The Nabis group of artists were in-turn highly influenced by Impressionists and post-Impressionist styles. Named after the Arabic and Hebrew word for prophet, Les Nabis or the Nabis in English, was a Symbolist cult-like group founded by Paul Sérusier in Paris in the late 1880s. They derived their name, according to theartstory.org, because they wanted: “to be in touch with a higher power, this group felt that the artist could serve as a “high priest” and “seer” with the power to reveal the invisible. The Nabis felt that as artists they were creators of a subjective art that was deeply rooted in the soul of the artist… Searching for beauty beyond that found in nature, they seized upon the mysterious and mystical even if the subject related to ordinary, everyday life.

The Japanese Connections exhibition is divided into four sections that illustrate the influence of core Ukiyo-e aesthetic principles and include ten prints and three folding screens from Japan alongside 24 paintings and three screens from France. The 12 French and Japanese artists making up the exhibition include the works of five Japanese Ukiyo-e masters: Katsushika Hokusai, Hara Zaimei, Utagawa Hiroshige, Kano Tanshin and Toshusai Sharaku; five French artists who made up the Nabis group of artists: Paul Sérusier, Pierre Bonnard, Maurice Denis, Ker-Xavier Roussel, and Édouard Vuillard; and two French Symbolists: Marguerite Sérusier and Odilon Redon.

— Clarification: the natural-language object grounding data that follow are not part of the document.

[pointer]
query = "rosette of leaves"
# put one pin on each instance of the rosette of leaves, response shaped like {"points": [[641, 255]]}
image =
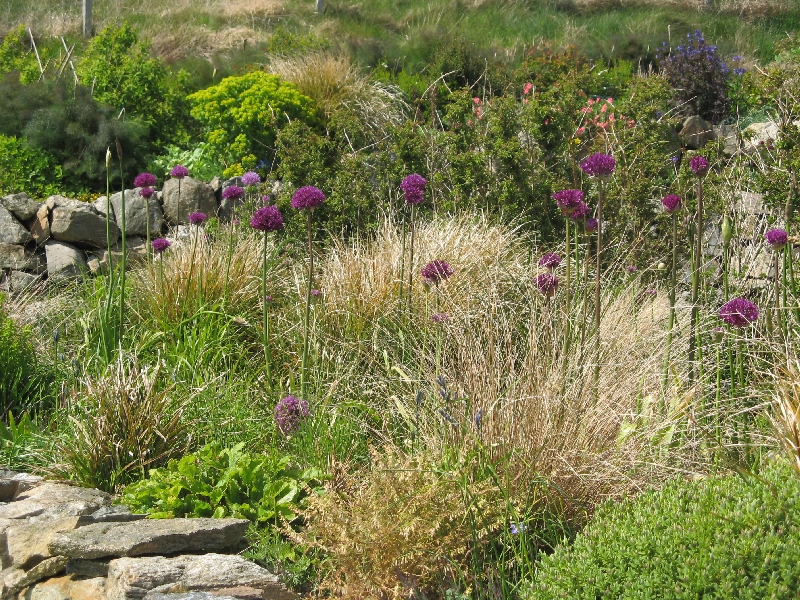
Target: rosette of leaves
{"points": [[224, 482]]}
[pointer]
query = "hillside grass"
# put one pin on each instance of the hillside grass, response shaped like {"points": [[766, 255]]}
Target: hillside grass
{"points": [[408, 33]]}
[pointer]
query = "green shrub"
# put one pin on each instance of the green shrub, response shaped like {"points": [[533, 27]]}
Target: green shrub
{"points": [[241, 116], [25, 169], [722, 537], [223, 482]]}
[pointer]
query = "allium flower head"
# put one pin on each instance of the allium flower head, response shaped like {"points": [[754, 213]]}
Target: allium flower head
{"points": [[267, 218], [671, 203], [251, 178], [179, 172], [738, 312], [232, 192], [547, 284], [307, 197], [436, 271], [599, 165], [290, 412], [777, 238], [568, 200], [550, 260], [699, 165], [413, 187], [145, 180], [197, 218], [160, 245], [580, 212]]}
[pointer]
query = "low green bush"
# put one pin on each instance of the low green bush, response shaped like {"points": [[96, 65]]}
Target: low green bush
{"points": [[722, 537], [224, 482]]}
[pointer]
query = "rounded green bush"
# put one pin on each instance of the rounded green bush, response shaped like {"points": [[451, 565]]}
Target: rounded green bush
{"points": [[722, 537]]}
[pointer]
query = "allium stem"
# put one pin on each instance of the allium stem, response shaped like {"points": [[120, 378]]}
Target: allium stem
{"points": [[304, 364], [267, 349], [696, 266]]}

The exhibition will be accompanied by programming that celebrates Japanese arts and culture which includes using projections of period photographs and films to offer visitors a walk through Paris at the turn of the 20th century, the city then considered the world’s capital of arts. Visitors can also avail a multimedia guide that is available in Arabic, English and French. Entrance to the exhibition is free with the museum ticket and runs till 24 November.